El capitán, al ver algo alicaído a Javier, dijo entonces:

—Mira, Goyena, sé que lo de darte una falsa identidad puede sonar extraño, pero es una forma de que salves la vida, de que evites ir a Siberia. Tu familia ha dado ya tres vidas por la causa. No creo necesario que mueras inútilmente. Verás lo que haremos, aquí el sargento te dará una cartilla de racionamiento de primera clase, son las que corresponden a los combatientes. Te voy a firmar un permiso de dos semanas y te acercas a Leningrado. Relájate, descansa y, si puedes, benefíciate a alguna rusa.

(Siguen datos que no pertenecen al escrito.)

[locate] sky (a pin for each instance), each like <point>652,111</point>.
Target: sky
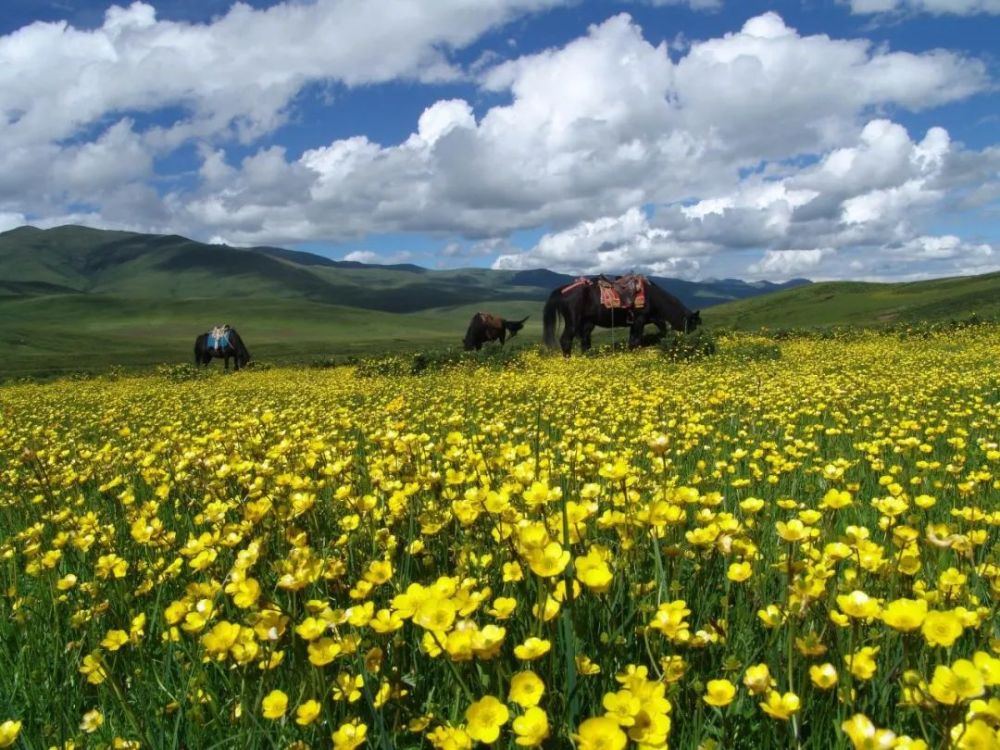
<point>753,139</point>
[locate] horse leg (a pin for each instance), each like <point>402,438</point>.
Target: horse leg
<point>586,329</point>
<point>635,333</point>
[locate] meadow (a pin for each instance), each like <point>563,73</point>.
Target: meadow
<point>788,544</point>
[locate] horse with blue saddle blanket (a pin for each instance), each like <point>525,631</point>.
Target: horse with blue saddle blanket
<point>224,343</point>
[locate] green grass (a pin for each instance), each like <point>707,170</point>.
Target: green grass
<point>59,334</point>
<point>859,303</point>
<point>74,299</point>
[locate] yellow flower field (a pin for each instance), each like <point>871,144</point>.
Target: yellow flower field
<point>607,552</point>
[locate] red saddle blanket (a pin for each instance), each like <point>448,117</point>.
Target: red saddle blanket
<point>628,292</point>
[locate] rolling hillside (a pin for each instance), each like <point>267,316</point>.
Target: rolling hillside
<point>74,259</point>
<point>862,303</point>
<point>75,299</point>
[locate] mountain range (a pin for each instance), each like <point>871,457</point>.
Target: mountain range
<point>79,299</point>
<point>80,260</point>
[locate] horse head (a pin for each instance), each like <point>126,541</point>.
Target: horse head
<point>515,325</point>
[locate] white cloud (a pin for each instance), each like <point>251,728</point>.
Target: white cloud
<point>612,245</point>
<point>784,264</point>
<point>935,7</point>
<point>693,4</point>
<point>371,257</point>
<point>859,207</point>
<point>714,139</point>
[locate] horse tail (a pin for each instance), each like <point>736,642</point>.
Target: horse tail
<point>515,325</point>
<point>242,354</point>
<point>549,315</point>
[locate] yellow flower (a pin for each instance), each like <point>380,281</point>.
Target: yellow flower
<point>526,689</point>
<point>600,733</point>
<point>9,730</point>
<point>93,668</point>
<point>311,628</point>
<point>220,638</point>
<point>905,615</point>
<point>349,735</point>
<point>436,613</point>
<point>593,571</point>
<point>307,712</point>
<point>503,607</point>
<point>758,679</point>
<point>347,687</point>
<point>719,693</point>
<point>532,728</point>
<point>976,735</point>
<point>274,704</point>
<point>484,719</point>
<point>771,616</point>
<point>794,531</point>
<point>862,662</point>
<point>960,682</point>
<point>823,676</point>
<point>92,721</point>
<point>989,667</point>
<point>941,628</point>
<point>549,561</point>
<point>739,572</point>
<point>779,706</point>
<point>532,648</point>
<point>836,499</point>
<point>323,651</point>
<point>865,736</point>
<point>858,605</point>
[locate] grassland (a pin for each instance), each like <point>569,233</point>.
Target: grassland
<point>81,300</point>
<point>797,549</point>
<point>867,304</point>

—Son unas calentonas… —dijo Rabadán.

El capitán continuó:

—Dentro de dos semanas te vuelves. ¡Vamos a ganar la guerra, cojones! Ya verás como cuando acabe la guerra conseguiremos darte tu verdadera identidad, nuestros compañeros españoles del Partido nos ayudarán. Pero ahora, en plena guerra…

Javier asintió.

No podía creer en su suerte. Una identidad falsa y un pase para Leningrado de quince días. ¡Podría emplearlos en buscar el famoso brazo de la santa!

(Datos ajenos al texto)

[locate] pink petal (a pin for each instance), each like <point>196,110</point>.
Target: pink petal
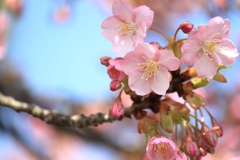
<point>122,45</point>
<point>190,50</point>
<point>146,50</point>
<point>205,67</point>
<point>161,84</point>
<point>168,60</point>
<point>140,34</point>
<point>109,26</point>
<point>130,62</point>
<point>137,84</point>
<point>227,54</point>
<point>220,26</point>
<point>122,8</point>
<point>143,14</point>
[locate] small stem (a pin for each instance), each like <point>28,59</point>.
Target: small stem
<point>157,31</point>
<point>175,35</point>
<point>176,132</point>
<point>196,118</point>
<point>202,117</point>
<point>173,131</point>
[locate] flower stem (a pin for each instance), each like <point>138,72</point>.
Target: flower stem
<point>175,35</point>
<point>157,31</point>
<point>195,118</point>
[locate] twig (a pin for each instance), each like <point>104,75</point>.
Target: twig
<point>58,119</point>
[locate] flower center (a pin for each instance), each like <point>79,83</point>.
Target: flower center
<point>151,68</point>
<point>128,27</point>
<point>164,151</point>
<point>210,47</point>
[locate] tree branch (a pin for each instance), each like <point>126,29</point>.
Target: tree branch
<point>58,119</point>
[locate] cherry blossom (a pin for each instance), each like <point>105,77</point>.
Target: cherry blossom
<point>127,27</point>
<point>208,46</point>
<point>161,148</point>
<point>147,68</point>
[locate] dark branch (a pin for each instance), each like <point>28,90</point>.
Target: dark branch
<point>58,119</point>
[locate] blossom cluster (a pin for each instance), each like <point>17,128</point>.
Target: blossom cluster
<point>148,72</point>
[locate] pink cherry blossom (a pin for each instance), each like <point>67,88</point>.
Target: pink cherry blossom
<point>181,156</point>
<point>127,27</point>
<point>147,68</point>
<point>117,108</point>
<point>161,148</point>
<point>114,69</point>
<point>209,46</point>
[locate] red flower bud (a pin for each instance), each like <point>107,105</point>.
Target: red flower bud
<point>105,60</point>
<point>190,147</point>
<point>156,44</point>
<point>186,27</point>
<point>217,128</point>
<point>115,85</point>
<point>117,108</point>
<point>209,136</point>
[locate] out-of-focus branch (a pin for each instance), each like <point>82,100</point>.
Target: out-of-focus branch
<point>55,118</point>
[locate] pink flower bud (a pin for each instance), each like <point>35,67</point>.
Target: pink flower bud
<point>190,147</point>
<point>105,60</point>
<point>156,44</point>
<point>161,148</point>
<point>186,27</point>
<point>181,156</point>
<point>117,108</point>
<point>209,136</point>
<point>114,69</point>
<point>115,85</point>
<point>217,128</point>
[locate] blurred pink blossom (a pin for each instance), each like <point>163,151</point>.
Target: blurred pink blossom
<point>147,68</point>
<point>161,148</point>
<point>208,46</point>
<point>127,27</point>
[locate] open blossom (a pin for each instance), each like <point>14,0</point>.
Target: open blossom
<point>161,148</point>
<point>147,68</point>
<point>127,27</point>
<point>114,69</point>
<point>208,46</point>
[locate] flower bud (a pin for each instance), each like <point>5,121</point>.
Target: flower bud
<point>105,60</point>
<point>161,148</point>
<point>115,85</point>
<point>210,137</point>
<point>220,77</point>
<point>156,44</point>
<point>181,156</point>
<point>190,147</point>
<point>186,27</point>
<point>217,128</point>
<point>195,100</point>
<point>117,108</point>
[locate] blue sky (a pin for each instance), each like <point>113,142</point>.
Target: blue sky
<point>64,58</point>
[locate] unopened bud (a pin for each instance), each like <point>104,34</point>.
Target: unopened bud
<point>217,128</point>
<point>115,85</point>
<point>156,44</point>
<point>186,27</point>
<point>220,77</point>
<point>190,147</point>
<point>105,60</point>
<point>195,100</point>
<point>210,137</point>
<point>117,108</point>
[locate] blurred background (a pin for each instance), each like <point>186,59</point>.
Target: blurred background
<point>50,50</point>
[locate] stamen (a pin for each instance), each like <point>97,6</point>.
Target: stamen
<point>128,27</point>
<point>210,47</point>
<point>151,68</point>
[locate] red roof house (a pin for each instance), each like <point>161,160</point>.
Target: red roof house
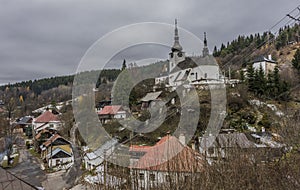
<point>110,112</point>
<point>47,117</point>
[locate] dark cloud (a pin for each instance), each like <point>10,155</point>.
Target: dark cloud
<point>47,38</point>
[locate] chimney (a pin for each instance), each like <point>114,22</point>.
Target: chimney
<point>270,57</point>
<point>182,139</point>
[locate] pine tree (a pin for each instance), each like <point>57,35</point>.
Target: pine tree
<point>251,77</point>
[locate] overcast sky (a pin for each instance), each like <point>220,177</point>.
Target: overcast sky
<point>49,37</point>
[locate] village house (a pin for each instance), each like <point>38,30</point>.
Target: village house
<point>151,97</point>
<point>180,69</point>
<point>267,64</point>
<point>57,151</point>
<point>47,120</point>
<point>168,163</point>
<point>111,112</point>
<point>95,158</point>
<point>253,146</point>
<point>23,125</point>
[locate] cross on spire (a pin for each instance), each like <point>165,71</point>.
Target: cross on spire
<point>176,46</point>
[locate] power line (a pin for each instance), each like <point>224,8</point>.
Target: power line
<point>269,31</point>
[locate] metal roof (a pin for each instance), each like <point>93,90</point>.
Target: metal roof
<point>151,96</point>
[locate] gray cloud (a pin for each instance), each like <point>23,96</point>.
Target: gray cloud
<point>48,38</point>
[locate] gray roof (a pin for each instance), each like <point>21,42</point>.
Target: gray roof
<point>192,62</point>
<point>24,120</point>
<point>151,96</point>
<point>96,157</point>
<point>263,58</point>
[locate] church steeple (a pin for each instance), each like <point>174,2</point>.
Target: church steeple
<point>205,51</point>
<point>176,46</point>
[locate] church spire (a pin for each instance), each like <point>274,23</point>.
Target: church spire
<point>205,51</point>
<point>176,46</point>
<point>205,40</point>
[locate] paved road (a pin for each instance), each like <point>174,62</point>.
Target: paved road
<point>28,168</point>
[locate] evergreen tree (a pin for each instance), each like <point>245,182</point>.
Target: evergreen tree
<point>124,65</point>
<point>251,77</point>
<point>296,60</point>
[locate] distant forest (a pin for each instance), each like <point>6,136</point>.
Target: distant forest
<point>40,85</point>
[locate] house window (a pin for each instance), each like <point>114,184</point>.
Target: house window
<point>141,176</point>
<point>152,177</point>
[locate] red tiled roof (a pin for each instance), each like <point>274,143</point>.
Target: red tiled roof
<point>137,148</point>
<point>51,139</point>
<point>109,110</point>
<point>170,155</point>
<point>47,116</point>
<point>40,133</point>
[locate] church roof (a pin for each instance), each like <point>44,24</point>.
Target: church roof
<point>192,62</point>
<point>151,96</point>
<point>263,58</point>
<point>46,117</point>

Entonces intentó sacar algo de información y dijo:

—Otra cosa, tenía interés en encontrar a un viejo camarada del partido, Meléndez se llamaba, sé que llegó a Leningrado hará algo más de año y medio.

Los dos se miraron.

—No me suena —dijo Puig.

—A mí tampoco. Puedes preguntar en la sede del Partido Comunista de España. Está en el número 45 de la perspectiva Nevski —contestó el sargento—. Pero ten cuidado si lo encuentras, te podría delatar.

—No, no —dijo riendo Javier—. Es un viejo amigo.

—Cuidado con eso —sentenció el capitán alzando la mano—. Aquí las cosas son muy diferentes. Mucha gente mataría a su madre por progresar un poco en el Partido y mejorar su situación. Hazme caso y sé prudente. Aquí hasta las paredes oyen. Y no es una frase hecha.